O advogado de Nuzman, João Francisco Neto, afirmou que Cabral não tem provas de que houve compra de votos e que, “se tivesse havido, seria corrupção privada, não considerada crime no Brasil”. Em nota, a defesa de Gryner afirmou que "ficou claro que Cabral falta com a verdade e não apresenta qualquer prova de seus relatos. Paes afirmou que "como ele (Cabral) disse, não participei de compra de voto nenhuma e também não fui informado disso". A assessoria do ex-presidente Lula afirmou que "é inverídica e sem provas" a referência feita por Cabral ao ex-presidente.
Pezão
No último depoimento prestado antes da homologação de sua delação premiada por Fachin, Cabral endossou o que delatou, em janeiro deste ano, o ex-operador e hoje colaborador das investigações Sérgio de Castro Oliveira, o Serjão, que disse que Pezão recebia uma mesada de R$ 150 mil durante o governo Cabral. E, ao explicar a suposta participação do ex-aliado na estruturação do esquema, alegou que a propina paga por fornecedoras em governos anteriores era ainda maior.
“Os fornecedores falavam em 10%, 15% (nos governos anteriores). Eram pagos pelas fornecedoras aos governos anteriores. Eu estabeleci junto com o Pezão um percentual de 5%: eram 3% para o meu núcleo, 1% para o dele, que era a Secretaria de Obras, e 1% para o Tribunal de Contas para a aprovação das licitações”, disse.
Pezão, que prestou depoimento no mesmo dia, negou as acusações. Irritado com o ex-aliado, criticou a mudança de versões dadas por ele em seus interrogatórios – citou, por exemplo, valores diferentes mencionados em depoimentos distintos. O ex-governador disse acreditar que há uma conspiração por parte de Cabral, Serjão e outros dois delatores a fim de o prejudicar.
Tribunal de Contas
No mesmo depoimento, Cabral pediu permissão para explicar como funcionava a relação do governo com o Tribunal de Contas. Segundo ele, havia um “pedágio” para que o órgão liberasse licitações.

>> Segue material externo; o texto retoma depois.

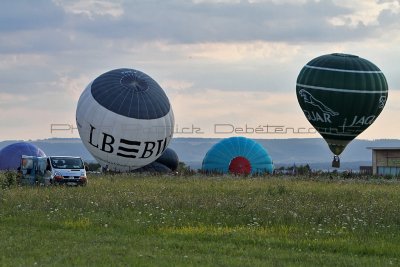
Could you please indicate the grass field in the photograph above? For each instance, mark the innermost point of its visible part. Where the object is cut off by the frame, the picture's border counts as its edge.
(139, 220)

”O Rio de Janeiro tem uma característica que eu herdei. Que eu até resisti, mas que o Pezão disse que era melhor assim porque evitava qualquer tipo de problema”, apontou. “Entregava-se ao TCE, o que não é hábito no governo federal, o edital de licitação. ‘Vamos construir um prédio’: entregava-se ao TCE a licitação, aí o TCE olhava e aprovava, e nessa hora já se cobrava o ‘pedágio’ do TCE. Esse era o mecanismo do Tribunal de Contas, que nós herdamos e mantivemos.”
Em diversos momentos do interrogatório o ex-governador buscou dizer que muitas das práticas ilícitas de sua gestão foram herdadas dos ex-governadores Anthony e Rosinha Garotinho, adversários políticos de Cabral.